A diet full of poor ingredients can cause trouble.

Inexpensive fillers and carbohydrates that are difficult to digest can cause chronic constipation.

You may find it hard to believe, but most inexpensive brands use ingredients that have no place in dog food. Those unnecessary additives and fillers are hard to digest, but they add up in bulk and keep costs low.

Catching loose stool is not so easy. So, you can see your dog “drops” feces every time.

If this becomes a normal occurrence, consider changing the diet. That too strengthens the elements in your dog system.

Gastrointestinal Upsets

Have a dog with food sensitivity? The reason for your dog’s strange behaviors depends on how its body responds to allergens.

Like dog food with junk food, allergens can cause chronic problems in your dog’s digestive system. They may suffer from regular diarrhea or persistent constipation.

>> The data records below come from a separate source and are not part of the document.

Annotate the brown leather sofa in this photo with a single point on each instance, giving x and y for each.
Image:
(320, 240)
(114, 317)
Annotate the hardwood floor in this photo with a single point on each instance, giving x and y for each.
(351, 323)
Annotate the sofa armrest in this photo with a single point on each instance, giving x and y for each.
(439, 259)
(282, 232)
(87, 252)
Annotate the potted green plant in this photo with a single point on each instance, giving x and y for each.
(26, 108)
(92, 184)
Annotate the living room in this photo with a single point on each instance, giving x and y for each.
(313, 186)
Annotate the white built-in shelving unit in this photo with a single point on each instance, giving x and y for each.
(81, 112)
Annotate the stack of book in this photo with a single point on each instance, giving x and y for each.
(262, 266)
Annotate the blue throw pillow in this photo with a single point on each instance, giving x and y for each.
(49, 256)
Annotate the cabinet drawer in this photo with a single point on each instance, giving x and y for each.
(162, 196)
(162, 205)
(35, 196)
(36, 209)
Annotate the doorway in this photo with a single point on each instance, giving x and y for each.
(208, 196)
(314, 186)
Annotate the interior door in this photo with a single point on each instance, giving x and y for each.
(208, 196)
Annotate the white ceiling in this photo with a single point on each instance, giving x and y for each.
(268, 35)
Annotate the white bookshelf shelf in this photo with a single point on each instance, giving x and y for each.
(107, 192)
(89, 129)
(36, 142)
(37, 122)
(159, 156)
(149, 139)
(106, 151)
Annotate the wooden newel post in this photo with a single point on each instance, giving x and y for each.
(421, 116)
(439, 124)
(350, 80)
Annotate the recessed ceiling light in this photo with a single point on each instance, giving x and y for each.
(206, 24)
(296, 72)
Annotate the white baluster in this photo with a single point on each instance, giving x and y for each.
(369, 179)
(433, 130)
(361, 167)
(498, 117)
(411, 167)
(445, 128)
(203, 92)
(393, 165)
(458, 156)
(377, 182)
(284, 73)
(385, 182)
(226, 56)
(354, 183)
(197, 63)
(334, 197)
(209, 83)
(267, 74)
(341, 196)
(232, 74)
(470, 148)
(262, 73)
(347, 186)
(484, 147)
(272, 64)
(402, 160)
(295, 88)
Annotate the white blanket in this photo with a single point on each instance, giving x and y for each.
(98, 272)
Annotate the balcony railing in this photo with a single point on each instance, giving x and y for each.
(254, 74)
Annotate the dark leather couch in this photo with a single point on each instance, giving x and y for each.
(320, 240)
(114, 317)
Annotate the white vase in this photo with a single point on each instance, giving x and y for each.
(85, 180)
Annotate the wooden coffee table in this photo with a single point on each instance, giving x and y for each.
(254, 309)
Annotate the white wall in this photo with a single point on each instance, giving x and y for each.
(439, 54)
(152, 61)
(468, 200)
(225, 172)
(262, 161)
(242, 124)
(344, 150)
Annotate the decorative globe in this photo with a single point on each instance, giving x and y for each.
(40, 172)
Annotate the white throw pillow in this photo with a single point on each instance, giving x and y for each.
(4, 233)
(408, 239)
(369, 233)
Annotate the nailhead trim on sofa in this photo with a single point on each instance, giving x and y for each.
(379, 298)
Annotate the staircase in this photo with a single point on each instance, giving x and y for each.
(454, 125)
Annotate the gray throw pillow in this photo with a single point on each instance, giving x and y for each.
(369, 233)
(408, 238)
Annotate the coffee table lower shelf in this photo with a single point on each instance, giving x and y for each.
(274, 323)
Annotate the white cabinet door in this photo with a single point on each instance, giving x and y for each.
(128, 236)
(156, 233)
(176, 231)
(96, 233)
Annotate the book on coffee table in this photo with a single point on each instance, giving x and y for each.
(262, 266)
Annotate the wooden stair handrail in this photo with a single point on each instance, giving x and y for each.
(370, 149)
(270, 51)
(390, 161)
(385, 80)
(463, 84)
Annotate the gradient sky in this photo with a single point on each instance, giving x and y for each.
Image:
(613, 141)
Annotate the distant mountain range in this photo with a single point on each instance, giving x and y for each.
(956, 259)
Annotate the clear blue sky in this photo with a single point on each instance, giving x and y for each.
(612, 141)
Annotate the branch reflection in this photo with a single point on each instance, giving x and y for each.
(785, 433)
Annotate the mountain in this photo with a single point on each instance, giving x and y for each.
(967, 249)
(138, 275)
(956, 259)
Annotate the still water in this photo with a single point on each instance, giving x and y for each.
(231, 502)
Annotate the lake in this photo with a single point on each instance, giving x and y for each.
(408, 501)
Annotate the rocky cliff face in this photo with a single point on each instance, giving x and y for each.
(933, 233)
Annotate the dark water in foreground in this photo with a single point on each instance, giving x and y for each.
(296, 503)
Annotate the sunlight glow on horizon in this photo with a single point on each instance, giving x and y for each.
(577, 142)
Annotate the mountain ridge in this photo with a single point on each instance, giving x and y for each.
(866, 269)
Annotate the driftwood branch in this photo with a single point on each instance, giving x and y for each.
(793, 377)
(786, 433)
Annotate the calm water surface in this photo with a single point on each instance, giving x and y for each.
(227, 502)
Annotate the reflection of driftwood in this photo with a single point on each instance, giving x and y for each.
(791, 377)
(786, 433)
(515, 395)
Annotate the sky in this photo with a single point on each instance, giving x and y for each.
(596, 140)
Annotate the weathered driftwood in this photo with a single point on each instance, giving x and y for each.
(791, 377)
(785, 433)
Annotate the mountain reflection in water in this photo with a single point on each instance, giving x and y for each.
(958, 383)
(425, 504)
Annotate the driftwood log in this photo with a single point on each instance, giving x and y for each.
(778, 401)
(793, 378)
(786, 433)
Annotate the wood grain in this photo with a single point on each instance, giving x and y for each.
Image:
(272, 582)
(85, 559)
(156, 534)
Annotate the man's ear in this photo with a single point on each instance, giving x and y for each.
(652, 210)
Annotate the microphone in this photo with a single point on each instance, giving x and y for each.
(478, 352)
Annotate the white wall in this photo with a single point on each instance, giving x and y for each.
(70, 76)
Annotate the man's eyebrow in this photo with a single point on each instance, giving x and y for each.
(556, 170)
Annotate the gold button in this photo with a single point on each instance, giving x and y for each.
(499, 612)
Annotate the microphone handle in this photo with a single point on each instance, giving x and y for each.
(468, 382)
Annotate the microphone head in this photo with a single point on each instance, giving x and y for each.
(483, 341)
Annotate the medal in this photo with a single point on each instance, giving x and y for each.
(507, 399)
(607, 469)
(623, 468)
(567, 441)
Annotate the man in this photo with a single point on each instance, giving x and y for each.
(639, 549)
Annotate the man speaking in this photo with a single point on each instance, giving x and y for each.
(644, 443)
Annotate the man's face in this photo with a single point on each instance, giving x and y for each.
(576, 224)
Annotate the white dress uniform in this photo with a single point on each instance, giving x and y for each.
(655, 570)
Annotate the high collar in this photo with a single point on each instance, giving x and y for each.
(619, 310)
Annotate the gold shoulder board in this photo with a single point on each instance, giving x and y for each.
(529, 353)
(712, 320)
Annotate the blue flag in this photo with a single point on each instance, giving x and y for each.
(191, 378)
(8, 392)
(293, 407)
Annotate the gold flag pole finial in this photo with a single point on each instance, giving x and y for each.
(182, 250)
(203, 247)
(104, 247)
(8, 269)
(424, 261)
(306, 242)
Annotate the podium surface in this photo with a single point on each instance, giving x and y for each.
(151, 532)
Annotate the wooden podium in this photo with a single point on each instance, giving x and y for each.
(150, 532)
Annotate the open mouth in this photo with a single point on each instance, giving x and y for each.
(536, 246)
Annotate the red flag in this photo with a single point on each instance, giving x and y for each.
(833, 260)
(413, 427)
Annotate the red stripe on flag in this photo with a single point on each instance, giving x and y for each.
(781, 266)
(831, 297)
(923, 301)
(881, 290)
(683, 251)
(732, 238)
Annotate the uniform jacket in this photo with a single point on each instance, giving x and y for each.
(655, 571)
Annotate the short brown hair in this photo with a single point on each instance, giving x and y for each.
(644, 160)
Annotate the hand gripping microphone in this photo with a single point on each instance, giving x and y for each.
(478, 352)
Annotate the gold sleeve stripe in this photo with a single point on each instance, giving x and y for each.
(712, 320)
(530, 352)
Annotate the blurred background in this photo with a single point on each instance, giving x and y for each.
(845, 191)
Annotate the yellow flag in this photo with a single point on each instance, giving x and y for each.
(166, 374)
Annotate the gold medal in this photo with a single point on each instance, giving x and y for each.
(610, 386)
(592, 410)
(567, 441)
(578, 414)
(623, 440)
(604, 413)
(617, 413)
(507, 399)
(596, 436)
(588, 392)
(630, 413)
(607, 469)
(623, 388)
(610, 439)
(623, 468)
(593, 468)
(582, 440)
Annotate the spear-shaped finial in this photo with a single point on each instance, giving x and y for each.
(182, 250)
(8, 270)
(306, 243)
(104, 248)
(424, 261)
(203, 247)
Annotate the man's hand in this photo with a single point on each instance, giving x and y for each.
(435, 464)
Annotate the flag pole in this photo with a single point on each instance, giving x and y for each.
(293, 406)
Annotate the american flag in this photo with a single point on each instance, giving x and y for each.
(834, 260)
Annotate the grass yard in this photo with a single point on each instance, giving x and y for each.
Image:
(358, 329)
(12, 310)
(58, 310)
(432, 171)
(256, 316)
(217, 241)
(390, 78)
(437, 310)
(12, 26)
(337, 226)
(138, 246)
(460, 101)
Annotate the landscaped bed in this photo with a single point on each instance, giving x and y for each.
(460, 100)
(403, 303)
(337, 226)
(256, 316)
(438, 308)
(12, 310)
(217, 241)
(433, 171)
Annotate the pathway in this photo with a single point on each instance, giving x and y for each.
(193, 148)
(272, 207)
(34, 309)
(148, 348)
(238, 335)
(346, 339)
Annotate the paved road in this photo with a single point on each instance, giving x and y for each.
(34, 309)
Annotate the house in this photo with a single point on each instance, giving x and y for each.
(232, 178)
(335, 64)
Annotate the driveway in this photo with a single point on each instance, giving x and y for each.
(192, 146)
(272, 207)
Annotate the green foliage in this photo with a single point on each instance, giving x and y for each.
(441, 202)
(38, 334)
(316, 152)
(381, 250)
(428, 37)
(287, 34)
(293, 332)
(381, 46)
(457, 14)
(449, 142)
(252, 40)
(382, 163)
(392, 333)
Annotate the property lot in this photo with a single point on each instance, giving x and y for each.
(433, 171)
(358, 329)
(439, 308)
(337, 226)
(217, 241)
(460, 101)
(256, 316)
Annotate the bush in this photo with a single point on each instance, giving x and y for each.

Visit your veterinarian for an allergy test. Once you have identified what is bothering you, you can plan your dog’s diet to avoid it completely. It is also a good idea to invest in foods that contain probiotics and other gut-enhancing ingredients. That way, you can easily relax by knowing that your dog is not experiencing stomach problems at all times.


Anxiety is one reason your dog may walk and poop. This often happens when nature calls them in an environment where they are not comfortable.

You may be in a new area that you have never entered before. Or, you may be taking your dog to a place of strangers.

Dogs in uncomfortable environments will do their part to complete and complete the document as quickly as possible. Pooping keeps your dog in a vulnerable position, so they try to defecate and get out of the dodge!

Sometimes, they walk in the middle of their stool to get to a place they know.


Opposite the coin, we have overly excited dogs.

Most puppies get bored when they go for a walk. Dogs are always happy souls to be out of the house.

Over excitement will make your dog go crazy and will try to poop in the grass.

It was an unforgettable sight, but it was very harmless. If you want to calm your dog down a bit, walk-in familiar places before they weed. Once they release their intestines, you can go to exciting areas!


Even if their unusually stupid habits such as walking while pooping makes you a little uncomfortable, try to get your dog to do their job.

Dogs usually have a reason for everything they do and we may not always understand them. It’s no secret that your dog behavior can tell you more than you know. It is not just a language known to humans.

Leave a Reply

Your email address will not be published. Required fields are marked *

This site uses Akismet to reduce spam. Learn how your comment data is processed.